“Più armi ai medici di base nella lotta contro il Coronavirus. Sia consentito loro di prescrivere i farmaci, tipo quello contro l’artrite reumatoide, che stanno dando ottime risposte in ospedale. Al momento, infatti, i medici di famiglia sono sfruttati poco e con armi spuntare a loro disposizione, visto che ai loro pazienti possono prescrive la tachipirina o poco altro”.
Lo affermano di deputati M5S della commissione Salute dell’Ars, Francesco Cappello, Antonio De Luca Giorgio Pasqua e Salvatore Siragusa, che sollecitano pure la costituzione delle unità speciali di continuità assistenziale previste dal decreto legge 14 del 9 marzo 2020, ma finora rimaste solo sulla carta.
“Oramai non si può più aspettare – afferma il vicepresidente della commissione Salute di Palazzo dei Normanni, Cappello – bisogna attivarsi per curare a domicilio i nostri contagiati, oggi letteralmente abbandonati a casa, organizzando le squadre contemplate dal decreto, composte da tutti quei medici e quegli infermieri che operano in strutture dove il lavoro si è rallentato per effetto della sospensione di molte attività, a cominciare dalle attività ambulatoriali. Va inoltre sfruttata al massimo la medicina del territorio: se curati con i farmaci idonei, parecchi pazienti che hanno una sintomatologia blanda possono evitare di arrivare in terapia intensiva, ingolfando un sistema che rischia il collasso”.
È evidente – sottolinea Cappello – che nonostante gli sforzi del governo regionale i posti in terapia intensiva non potranno mai essere abbastanza: cerchiamo quindi di aggredire prima il nemico, armando meglio i nostri medici di base – cui ovviamente vanno forniti i necessari dispositivi di protezione individuale – come sta avvenendo in Veneto. Assistere a domicilio i pazienti consentirebbe di agire in maniera in maniera efficace, monitorando la malattia e ricorrendo al ricovero quando è necessario e sicuramente non quando le condizioni del paziente sono ormai compromesse”.

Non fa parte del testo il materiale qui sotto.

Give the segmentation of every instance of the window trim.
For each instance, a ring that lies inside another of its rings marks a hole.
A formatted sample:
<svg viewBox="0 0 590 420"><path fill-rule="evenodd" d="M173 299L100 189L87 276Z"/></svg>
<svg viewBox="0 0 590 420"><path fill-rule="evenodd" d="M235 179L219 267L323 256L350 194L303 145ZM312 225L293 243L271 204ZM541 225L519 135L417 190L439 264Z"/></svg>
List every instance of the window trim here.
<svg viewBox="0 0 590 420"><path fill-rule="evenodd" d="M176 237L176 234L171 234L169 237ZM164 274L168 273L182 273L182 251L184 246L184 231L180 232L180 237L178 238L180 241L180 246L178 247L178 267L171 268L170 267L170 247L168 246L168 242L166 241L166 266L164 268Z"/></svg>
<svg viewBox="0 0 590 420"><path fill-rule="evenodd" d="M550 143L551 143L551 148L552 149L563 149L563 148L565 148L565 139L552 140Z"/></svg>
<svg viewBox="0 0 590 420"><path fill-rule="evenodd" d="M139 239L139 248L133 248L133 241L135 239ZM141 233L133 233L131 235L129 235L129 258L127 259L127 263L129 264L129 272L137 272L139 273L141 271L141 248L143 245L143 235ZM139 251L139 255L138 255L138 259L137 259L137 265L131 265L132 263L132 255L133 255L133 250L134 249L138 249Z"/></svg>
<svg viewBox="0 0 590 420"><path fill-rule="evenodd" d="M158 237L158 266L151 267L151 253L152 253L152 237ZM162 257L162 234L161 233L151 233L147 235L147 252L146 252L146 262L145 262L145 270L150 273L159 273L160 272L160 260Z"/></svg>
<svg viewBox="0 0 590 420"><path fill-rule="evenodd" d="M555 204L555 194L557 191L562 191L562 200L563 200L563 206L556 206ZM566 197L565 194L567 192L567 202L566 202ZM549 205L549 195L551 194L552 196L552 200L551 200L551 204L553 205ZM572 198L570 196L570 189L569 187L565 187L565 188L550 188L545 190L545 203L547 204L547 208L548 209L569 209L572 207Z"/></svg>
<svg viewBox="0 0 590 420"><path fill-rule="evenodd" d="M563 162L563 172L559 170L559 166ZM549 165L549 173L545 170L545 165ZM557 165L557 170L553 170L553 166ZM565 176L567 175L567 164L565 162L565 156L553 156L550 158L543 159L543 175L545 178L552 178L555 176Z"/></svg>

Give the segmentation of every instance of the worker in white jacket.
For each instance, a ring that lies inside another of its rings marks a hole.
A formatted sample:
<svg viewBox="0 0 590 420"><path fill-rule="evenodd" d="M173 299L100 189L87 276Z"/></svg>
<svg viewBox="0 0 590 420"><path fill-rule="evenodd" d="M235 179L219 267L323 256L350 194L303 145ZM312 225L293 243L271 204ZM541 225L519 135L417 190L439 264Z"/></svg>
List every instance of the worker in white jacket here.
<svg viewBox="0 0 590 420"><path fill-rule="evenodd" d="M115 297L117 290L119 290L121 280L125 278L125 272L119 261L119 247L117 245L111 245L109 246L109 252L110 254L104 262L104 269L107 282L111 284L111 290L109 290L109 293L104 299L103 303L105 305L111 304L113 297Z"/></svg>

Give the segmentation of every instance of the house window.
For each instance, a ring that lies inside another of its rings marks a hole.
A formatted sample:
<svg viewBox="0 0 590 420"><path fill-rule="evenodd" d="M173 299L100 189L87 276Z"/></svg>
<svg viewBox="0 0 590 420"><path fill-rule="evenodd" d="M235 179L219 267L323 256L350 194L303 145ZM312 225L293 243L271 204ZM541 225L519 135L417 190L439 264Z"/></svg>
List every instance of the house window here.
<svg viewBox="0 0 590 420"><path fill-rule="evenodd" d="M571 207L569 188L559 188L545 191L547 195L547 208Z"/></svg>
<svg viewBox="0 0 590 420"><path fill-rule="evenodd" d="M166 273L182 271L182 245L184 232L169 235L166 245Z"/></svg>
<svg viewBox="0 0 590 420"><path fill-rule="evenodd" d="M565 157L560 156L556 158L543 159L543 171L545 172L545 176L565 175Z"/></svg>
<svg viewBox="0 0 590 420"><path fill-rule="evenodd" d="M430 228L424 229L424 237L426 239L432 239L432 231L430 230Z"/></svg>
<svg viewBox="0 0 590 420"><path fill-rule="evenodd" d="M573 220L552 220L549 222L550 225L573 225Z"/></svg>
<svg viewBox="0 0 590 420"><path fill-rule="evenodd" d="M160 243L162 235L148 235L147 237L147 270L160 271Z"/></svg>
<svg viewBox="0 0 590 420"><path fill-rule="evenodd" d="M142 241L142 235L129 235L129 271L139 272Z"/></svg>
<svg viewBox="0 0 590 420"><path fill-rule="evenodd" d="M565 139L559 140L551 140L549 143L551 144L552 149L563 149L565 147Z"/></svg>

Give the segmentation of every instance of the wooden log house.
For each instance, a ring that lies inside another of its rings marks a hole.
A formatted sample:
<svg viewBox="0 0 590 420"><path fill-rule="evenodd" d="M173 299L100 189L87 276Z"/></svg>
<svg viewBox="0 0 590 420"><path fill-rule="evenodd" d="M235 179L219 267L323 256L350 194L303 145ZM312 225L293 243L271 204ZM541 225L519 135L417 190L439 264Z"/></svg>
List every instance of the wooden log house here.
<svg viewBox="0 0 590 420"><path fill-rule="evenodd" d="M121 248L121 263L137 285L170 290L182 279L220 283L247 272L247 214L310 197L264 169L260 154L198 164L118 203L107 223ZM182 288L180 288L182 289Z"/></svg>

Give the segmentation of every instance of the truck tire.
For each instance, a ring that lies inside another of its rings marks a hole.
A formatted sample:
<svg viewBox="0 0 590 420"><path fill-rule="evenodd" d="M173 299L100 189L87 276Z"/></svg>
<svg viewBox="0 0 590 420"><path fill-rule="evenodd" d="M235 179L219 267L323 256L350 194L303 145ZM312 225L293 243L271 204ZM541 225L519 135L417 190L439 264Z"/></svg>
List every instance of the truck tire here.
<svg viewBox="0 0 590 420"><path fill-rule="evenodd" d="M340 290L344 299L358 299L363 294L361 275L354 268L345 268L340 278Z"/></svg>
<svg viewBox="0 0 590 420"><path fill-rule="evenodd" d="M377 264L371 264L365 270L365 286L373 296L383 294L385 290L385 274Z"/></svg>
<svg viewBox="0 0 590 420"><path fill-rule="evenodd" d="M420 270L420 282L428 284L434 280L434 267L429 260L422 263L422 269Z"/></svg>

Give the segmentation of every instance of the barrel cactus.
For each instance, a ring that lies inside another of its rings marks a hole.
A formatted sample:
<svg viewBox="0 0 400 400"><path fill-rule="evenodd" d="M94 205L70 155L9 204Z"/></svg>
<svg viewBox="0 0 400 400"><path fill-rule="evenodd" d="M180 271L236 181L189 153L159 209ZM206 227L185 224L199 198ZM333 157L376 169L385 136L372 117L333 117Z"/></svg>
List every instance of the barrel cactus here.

“In questo momento – affermano i deputati 5 Stelle della commissione Salute – vanno turate anche altre falle: mancano reagenti, dispositivi di protezione individuale e non vengono fatti tamponi a tutti gli operatori sanitari in prima fila. E ai familiari dei positivi: ci risulta che c’é chi attende il tampone da una settimana. Apprezziamo gli sforzi finora fatti, ma è che chiaro che non bastano”.